At the Obereck is the third highest mountain of the Central Black Forest after the Kandel and the Weißtannenhöhe. The three mountains also lie within the area designated as the High Black Forest.

== Location ==
The Obereck lies in the east of the municipality of Simonswald above the village of Hintergriesbach. Its rounded summit or kuppe lies on a ridge that is especially sharp in the area of the Schultiskopf, and which runs away from the main chain between the Rohrhardsberg and Brend descending westwards into the valley of the Wild Gutach (Simonswälder Tal) some 700 metres lower down.
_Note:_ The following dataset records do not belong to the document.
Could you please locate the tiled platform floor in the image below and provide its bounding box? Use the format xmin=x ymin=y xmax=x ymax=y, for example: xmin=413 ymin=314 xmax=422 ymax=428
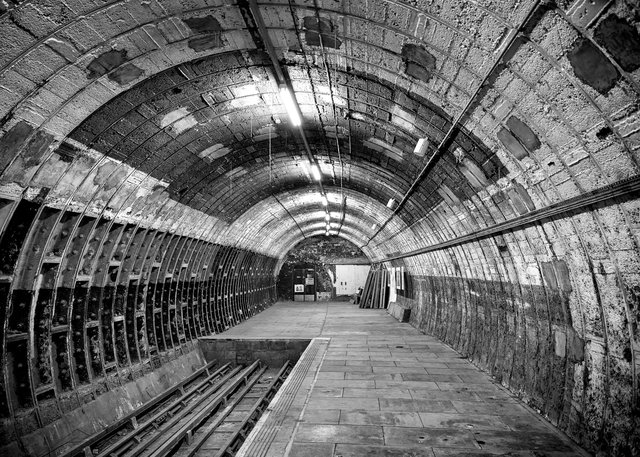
xmin=206 ymin=302 xmax=588 ymax=457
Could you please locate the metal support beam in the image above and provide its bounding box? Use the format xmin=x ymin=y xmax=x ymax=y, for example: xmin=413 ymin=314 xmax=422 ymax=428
xmin=360 ymin=0 xmax=544 ymax=249
xmin=375 ymin=176 xmax=640 ymax=262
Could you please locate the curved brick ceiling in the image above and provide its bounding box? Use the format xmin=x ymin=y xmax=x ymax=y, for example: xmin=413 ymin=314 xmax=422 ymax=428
xmin=0 ymin=0 xmax=640 ymax=452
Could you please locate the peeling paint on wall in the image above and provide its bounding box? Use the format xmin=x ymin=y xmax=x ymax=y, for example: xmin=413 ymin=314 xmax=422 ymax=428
xmin=182 ymin=15 xmax=224 ymax=52
xmin=303 ymin=16 xmax=342 ymax=49
xmin=160 ymin=107 xmax=198 ymax=135
xmin=401 ymin=44 xmax=436 ymax=82
xmin=567 ymin=38 xmax=620 ymax=95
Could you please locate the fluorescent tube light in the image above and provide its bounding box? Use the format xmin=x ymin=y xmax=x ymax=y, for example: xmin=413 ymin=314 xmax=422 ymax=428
xmin=280 ymin=86 xmax=302 ymax=127
xmin=413 ymin=138 xmax=429 ymax=156
xmin=311 ymin=163 xmax=322 ymax=181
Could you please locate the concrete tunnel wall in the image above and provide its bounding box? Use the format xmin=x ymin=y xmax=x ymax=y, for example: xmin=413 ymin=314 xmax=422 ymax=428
xmin=0 ymin=0 xmax=640 ymax=455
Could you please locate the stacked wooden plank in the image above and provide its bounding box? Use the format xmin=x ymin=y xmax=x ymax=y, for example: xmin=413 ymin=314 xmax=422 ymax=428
xmin=360 ymin=265 xmax=389 ymax=308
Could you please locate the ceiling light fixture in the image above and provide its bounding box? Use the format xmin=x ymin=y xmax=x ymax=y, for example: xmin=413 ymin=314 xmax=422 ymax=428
xmin=280 ymin=85 xmax=302 ymax=127
xmin=413 ymin=138 xmax=429 ymax=156
xmin=311 ymin=163 xmax=322 ymax=181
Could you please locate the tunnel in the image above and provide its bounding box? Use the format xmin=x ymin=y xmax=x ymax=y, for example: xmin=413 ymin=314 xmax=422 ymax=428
xmin=0 ymin=0 xmax=640 ymax=457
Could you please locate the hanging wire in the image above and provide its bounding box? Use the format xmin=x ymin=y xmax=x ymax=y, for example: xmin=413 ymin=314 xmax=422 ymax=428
xmin=269 ymin=124 xmax=273 ymax=189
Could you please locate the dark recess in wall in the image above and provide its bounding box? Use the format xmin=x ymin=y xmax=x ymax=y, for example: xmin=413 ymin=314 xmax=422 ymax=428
xmin=568 ymin=38 xmax=620 ymax=95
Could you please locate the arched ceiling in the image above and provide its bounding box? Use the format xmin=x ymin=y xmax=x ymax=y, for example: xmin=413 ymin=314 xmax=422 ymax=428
xmin=0 ymin=0 xmax=640 ymax=259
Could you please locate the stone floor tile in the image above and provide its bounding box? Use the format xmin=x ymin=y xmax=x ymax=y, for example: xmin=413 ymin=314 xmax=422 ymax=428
xmin=375 ymin=379 xmax=440 ymax=390
xmin=318 ymin=371 xmax=344 ymax=379
xmin=302 ymin=408 xmax=340 ymax=424
xmin=418 ymin=413 xmax=510 ymax=430
xmin=309 ymin=397 xmax=380 ymax=411
xmin=342 ymin=387 xmax=412 ymax=398
xmin=286 ymin=443 xmax=335 ymax=457
xmin=294 ymin=424 xmax=384 ymax=444
xmin=334 ymin=444 xmax=434 ymax=457
xmin=451 ymin=400 xmax=528 ymax=416
xmin=473 ymin=430 xmax=572 ymax=452
xmin=340 ymin=411 xmax=422 ymax=427
xmin=383 ymin=426 xmax=478 ymax=450
xmin=311 ymin=387 xmax=344 ymax=398
xmin=379 ymin=398 xmax=458 ymax=413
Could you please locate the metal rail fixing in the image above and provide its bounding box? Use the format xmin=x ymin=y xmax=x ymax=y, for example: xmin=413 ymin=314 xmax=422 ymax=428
xmin=215 ymin=360 xmax=292 ymax=457
xmin=92 ymin=364 xmax=240 ymax=457
xmin=62 ymin=361 xmax=220 ymax=457
xmin=145 ymin=360 xmax=267 ymax=457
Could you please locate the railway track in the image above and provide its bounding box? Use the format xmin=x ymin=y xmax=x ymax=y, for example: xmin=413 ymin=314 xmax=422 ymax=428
xmin=64 ymin=361 xmax=292 ymax=457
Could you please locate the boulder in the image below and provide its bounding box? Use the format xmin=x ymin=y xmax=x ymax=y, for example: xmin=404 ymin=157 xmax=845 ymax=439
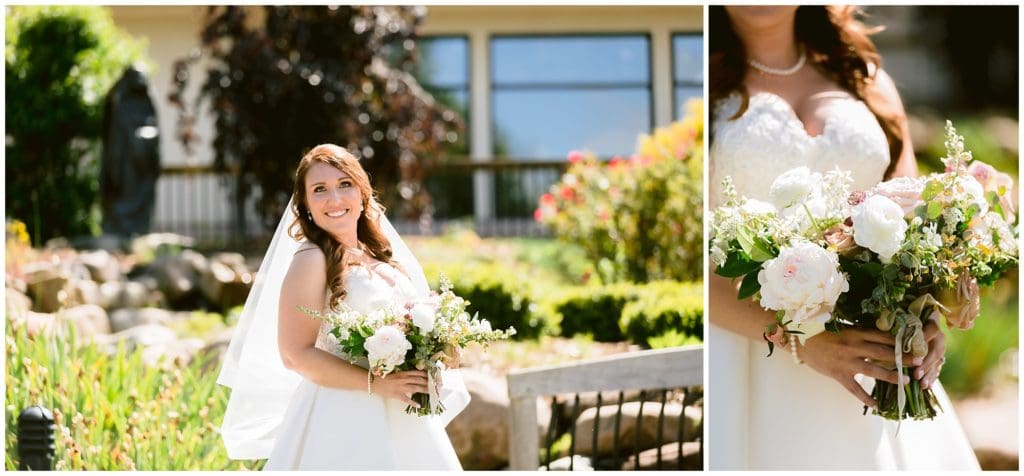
xmin=6 ymin=288 xmax=32 ymax=317
xmin=622 ymin=441 xmax=703 ymax=471
xmin=111 ymin=307 xmax=180 ymax=333
xmin=540 ymin=455 xmax=594 ymax=471
xmin=25 ymin=263 xmax=69 ymax=312
xmin=148 ymin=246 xmax=209 ymax=307
xmin=575 ymin=401 xmax=702 ymax=456
xmin=200 ymin=253 xmax=253 ymax=311
xmin=68 ymin=279 xmax=105 ymax=307
xmin=99 ymin=280 xmax=153 ymax=309
xmin=78 ymin=250 xmax=121 ymax=283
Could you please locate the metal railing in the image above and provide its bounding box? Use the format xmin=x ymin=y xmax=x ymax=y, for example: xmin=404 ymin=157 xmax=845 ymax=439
xmin=152 ymin=160 xmax=567 ymax=247
xmin=508 ymin=345 xmax=703 ymax=471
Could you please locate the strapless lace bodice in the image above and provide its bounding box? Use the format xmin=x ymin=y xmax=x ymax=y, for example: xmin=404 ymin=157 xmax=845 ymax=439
xmin=709 ymin=92 xmax=889 ymax=204
xmin=316 ymin=263 xmax=417 ymax=358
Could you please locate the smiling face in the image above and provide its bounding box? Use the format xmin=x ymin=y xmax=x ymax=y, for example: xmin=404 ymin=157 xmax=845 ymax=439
xmin=305 ymin=162 xmax=364 ymax=246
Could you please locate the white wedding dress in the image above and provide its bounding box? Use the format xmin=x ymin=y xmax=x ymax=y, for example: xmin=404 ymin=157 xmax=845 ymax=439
xmin=264 ymin=263 xmax=462 ymax=470
xmin=707 ymin=92 xmax=979 ymax=470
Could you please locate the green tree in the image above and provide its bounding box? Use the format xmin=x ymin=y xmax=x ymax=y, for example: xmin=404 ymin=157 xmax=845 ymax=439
xmin=5 ymin=6 xmax=144 ymax=245
xmin=171 ymin=6 xmax=461 ymax=228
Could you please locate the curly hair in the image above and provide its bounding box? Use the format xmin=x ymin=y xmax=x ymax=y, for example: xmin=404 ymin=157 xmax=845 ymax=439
xmin=288 ymin=143 xmax=397 ymax=308
xmin=708 ymin=5 xmax=903 ymax=177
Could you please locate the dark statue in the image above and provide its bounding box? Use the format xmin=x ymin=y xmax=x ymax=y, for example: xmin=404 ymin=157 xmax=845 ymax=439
xmin=99 ymin=67 xmax=160 ymax=236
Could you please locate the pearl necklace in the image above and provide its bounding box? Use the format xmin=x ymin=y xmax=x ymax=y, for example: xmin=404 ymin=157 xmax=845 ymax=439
xmin=746 ymin=48 xmax=807 ymax=76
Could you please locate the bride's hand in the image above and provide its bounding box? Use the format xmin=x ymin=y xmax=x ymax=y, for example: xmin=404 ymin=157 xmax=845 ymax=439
xmin=913 ymin=319 xmax=946 ymax=388
xmin=371 ymin=371 xmax=427 ymax=408
xmin=800 ymin=328 xmax=913 ymax=407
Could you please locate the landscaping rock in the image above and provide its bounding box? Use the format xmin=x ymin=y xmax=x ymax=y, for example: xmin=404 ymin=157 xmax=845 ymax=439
xmin=447 ymin=369 xmax=551 ymax=470
xmin=25 ymin=263 xmax=69 ymax=312
xmin=78 ymin=250 xmax=122 ymax=283
xmin=111 ymin=307 xmax=174 ymax=333
xmin=148 ymin=250 xmax=209 ymax=307
xmin=540 ymin=455 xmax=594 ymax=471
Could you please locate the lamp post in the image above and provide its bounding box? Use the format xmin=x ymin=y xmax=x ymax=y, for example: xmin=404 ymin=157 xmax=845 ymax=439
xmin=17 ymin=405 xmax=56 ymax=471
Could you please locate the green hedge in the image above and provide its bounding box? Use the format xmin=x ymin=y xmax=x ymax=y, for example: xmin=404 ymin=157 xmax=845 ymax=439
xmin=555 ymin=282 xmax=703 ymax=347
xmin=424 ymin=262 xmax=547 ymax=340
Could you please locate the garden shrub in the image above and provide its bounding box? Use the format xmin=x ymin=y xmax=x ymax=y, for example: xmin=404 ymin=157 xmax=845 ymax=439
xmin=535 ymin=96 xmax=703 ymax=283
xmin=424 ymin=261 xmax=546 ymax=340
xmin=4 ymin=6 xmax=143 ymax=245
xmin=555 ymin=282 xmax=703 ymax=346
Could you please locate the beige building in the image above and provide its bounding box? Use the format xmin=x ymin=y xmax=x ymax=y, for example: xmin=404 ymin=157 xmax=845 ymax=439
xmin=111 ymin=5 xmax=703 ymax=239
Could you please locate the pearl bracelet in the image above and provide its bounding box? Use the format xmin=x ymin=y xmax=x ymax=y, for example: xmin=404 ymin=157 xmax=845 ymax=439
xmin=790 ymin=336 xmax=804 ymax=365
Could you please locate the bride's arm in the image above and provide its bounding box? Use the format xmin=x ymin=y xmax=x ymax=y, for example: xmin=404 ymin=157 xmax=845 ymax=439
xmin=874 ymin=70 xmax=946 ymax=388
xmin=874 ymin=70 xmax=918 ymax=179
xmin=708 ymin=273 xmax=913 ymax=407
xmin=278 ymin=248 xmax=427 ymax=405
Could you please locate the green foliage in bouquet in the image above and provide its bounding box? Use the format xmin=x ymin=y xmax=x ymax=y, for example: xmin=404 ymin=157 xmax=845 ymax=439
xmin=535 ymin=96 xmax=703 ymax=283
xmin=4 ymin=5 xmax=143 ymax=245
xmin=5 ymin=320 xmax=262 ymax=471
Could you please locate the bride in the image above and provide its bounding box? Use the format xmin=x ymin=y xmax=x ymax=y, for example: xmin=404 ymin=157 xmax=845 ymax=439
xmin=217 ymin=144 xmax=469 ymax=470
xmin=708 ymin=6 xmax=979 ymax=470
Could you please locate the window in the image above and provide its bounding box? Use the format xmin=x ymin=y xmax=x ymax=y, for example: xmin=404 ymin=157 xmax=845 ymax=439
xmin=490 ymin=35 xmax=653 ymax=161
xmin=672 ymin=33 xmax=703 ymax=119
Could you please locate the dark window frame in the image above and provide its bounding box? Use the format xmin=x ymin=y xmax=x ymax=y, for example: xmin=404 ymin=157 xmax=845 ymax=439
xmin=487 ymin=31 xmax=655 ymax=162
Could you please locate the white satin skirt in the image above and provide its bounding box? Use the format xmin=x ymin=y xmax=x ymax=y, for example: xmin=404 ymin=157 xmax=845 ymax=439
xmin=264 ymin=379 xmax=462 ymax=471
xmin=706 ymin=324 xmax=980 ymax=471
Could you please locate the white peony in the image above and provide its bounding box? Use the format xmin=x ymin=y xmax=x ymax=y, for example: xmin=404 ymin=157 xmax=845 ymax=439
xmin=739 ymin=199 xmax=776 ymax=215
xmin=958 ymin=175 xmax=988 ymax=215
xmin=410 ymin=303 xmax=437 ymax=334
xmin=850 ymin=194 xmax=907 ymax=263
xmin=362 ymin=326 xmax=413 ymax=374
xmin=768 ymin=167 xmax=821 ymax=210
xmin=758 ymin=242 xmax=850 ymax=326
xmin=874 ymin=177 xmax=925 ymax=218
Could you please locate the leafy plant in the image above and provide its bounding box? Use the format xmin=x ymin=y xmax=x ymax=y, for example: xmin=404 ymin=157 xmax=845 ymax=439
xmin=171 ymin=6 xmax=461 ymax=228
xmin=534 ymin=96 xmax=703 ymax=283
xmin=4 ymin=5 xmax=144 ymax=245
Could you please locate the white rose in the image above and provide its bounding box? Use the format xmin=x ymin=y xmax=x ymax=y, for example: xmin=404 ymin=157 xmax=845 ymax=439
xmin=850 ymin=194 xmax=907 ymax=263
xmin=410 ymin=303 xmax=436 ymax=334
xmin=959 ymin=175 xmax=988 ymax=215
xmin=758 ymin=242 xmax=850 ymax=326
xmin=768 ymin=167 xmax=821 ymax=210
xmin=739 ymin=199 xmax=776 ymax=215
xmin=362 ymin=326 xmax=413 ymax=373
xmin=874 ymin=177 xmax=925 ymax=218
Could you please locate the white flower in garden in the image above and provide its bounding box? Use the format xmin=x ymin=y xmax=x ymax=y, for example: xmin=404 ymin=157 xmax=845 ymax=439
xmin=958 ymin=175 xmax=988 ymax=215
xmin=410 ymin=303 xmax=436 ymax=334
xmin=362 ymin=326 xmax=413 ymax=373
xmin=758 ymin=241 xmax=850 ymax=324
xmin=850 ymin=194 xmax=907 ymax=263
xmin=873 ymin=177 xmax=925 ymax=218
xmin=768 ymin=167 xmax=821 ymax=210
xmin=739 ymin=199 xmax=777 ymax=215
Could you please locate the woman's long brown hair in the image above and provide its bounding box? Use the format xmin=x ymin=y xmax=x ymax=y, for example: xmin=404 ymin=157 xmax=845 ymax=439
xmin=288 ymin=144 xmax=396 ymax=308
xmin=708 ymin=5 xmax=903 ymax=177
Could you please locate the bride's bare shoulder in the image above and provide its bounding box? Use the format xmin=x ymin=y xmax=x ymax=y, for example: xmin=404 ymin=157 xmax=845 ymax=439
xmin=286 ymin=243 xmax=327 ymax=279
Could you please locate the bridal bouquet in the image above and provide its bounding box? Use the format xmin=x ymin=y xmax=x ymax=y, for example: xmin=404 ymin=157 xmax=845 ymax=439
xmin=710 ymin=121 xmax=1018 ymax=420
xmin=301 ymin=275 xmax=515 ymax=417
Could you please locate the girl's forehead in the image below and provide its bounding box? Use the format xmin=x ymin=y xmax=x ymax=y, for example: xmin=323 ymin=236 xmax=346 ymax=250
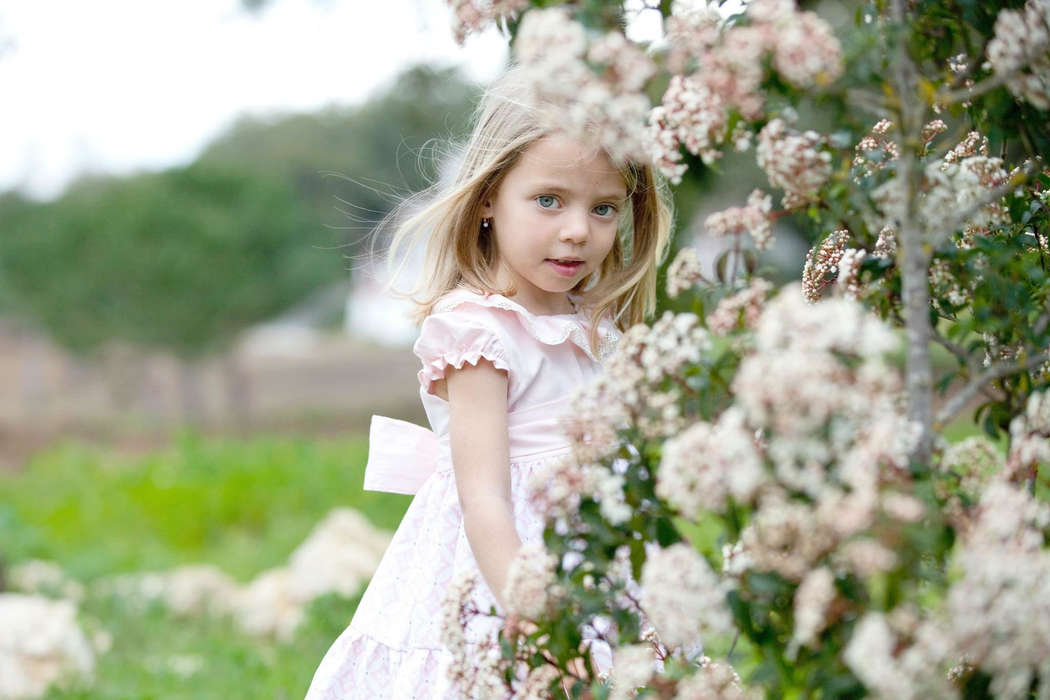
xmin=511 ymin=133 xmax=626 ymax=191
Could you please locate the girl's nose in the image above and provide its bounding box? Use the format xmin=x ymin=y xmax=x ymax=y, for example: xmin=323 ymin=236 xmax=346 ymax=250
xmin=561 ymin=212 xmax=590 ymax=243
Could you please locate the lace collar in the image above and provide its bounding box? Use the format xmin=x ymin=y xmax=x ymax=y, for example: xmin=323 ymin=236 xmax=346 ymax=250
xmin=434 ymin=288 xmax=621 ymax=362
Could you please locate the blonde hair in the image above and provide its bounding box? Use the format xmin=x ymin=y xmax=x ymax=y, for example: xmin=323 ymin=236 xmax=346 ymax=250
xmin=387 ymin=68 xmax=673 ymax=348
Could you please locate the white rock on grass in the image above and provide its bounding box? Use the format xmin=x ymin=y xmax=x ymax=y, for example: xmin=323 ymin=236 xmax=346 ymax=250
xmin=8 ymin=559 xmax=84 ymax=602
xmin=225 ymin=567 xmax=303 ymax=641
xmin=92 ymin=508 xmax=390 ymax=639
xmin=233 ymin=508 xmax=390 ymax=640
xmin=288 ymin=508 xmax=390 ymax=601
xmin=102 ymin=564 xmax=237 ymax=616
xmin=0 ymin=593 xmax=95 ymax=699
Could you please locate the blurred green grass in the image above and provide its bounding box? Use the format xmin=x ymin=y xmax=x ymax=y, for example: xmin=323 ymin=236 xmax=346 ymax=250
xmin=0 ymin=433 xmax=410 ymax=581
xmin=0 ymin=432 xmax=411 ymax=700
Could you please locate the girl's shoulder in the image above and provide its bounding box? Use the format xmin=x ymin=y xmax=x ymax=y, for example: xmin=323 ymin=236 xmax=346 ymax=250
xmin=420 ymin=288 xmax=620 ymax=360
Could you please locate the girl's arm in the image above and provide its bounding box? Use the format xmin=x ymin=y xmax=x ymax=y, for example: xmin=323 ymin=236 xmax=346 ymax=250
xmin=445 ymin=359 xmax=521 ymax=610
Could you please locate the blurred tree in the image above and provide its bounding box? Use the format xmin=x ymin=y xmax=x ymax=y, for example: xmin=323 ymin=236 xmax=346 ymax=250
xmin=200 ymin=66 xmax=479 ymax=255
xmin=0 ymin=165 xmax=331 ymax=358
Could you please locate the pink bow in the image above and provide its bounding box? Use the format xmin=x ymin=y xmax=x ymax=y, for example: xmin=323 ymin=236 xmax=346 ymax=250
xmin=364 ymin=416 xmax=438 ymax=495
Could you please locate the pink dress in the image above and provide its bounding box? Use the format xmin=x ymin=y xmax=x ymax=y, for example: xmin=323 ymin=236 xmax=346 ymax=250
xmin=307 ymin=290 xmax=620 ymax=700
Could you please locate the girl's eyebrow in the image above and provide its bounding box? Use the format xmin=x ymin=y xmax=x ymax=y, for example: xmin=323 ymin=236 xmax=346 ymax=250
xmin=532 ymin=182 xmax=627 ymax=201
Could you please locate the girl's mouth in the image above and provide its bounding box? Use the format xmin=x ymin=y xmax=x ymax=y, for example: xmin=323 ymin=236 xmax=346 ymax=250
xmin=547 ymin=258 xmax=584 ymax=277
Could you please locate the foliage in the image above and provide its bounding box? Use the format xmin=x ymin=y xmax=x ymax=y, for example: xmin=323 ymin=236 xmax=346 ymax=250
xmin=200 ymin=66 xmax=478 ymax=241
xmin=447 ymin=0 xmax=1050 ymax=698
xmin=0 ymin=67 xmax=476 ymax=357
xmin=0 ymin=165 xmax=331 ymax=356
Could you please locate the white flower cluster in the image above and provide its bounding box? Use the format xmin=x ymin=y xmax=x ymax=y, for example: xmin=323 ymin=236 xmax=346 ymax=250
xmin=667 ymin=246 xmax=704 ymax=299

It is bounded by the valleys of the tributary streams, the Griesbach to the south and the Haslachsimonswälder Bach to the north (Kostgfäll Gorge).

== Geology ==
Like most other mountains of the Central Black Forest, the Obereck is made from gneisses. The original bunter sandstone platform was eroded away during the course of the ice ages. Traces of ice age glaciation, especially cirque-like landforms and moraines, are clearly visible on the northern slopes.

== Vegetation ==
The original mixed forest stands have been largely replaced by spruce as a result of intensive forestry.

== Tourism ==
The Obereck is accessible on several trails, especially through the rocky, demanding climb up the arete, but is not easily linked with the nearby Kostgfäll Gorge. It is not very well known. Its heavy forestation means that the summit does not have good views and neither are there good facilities for skiers (a few pistes but no lifts). There is accommodation in the surrounding villages within Simonswald.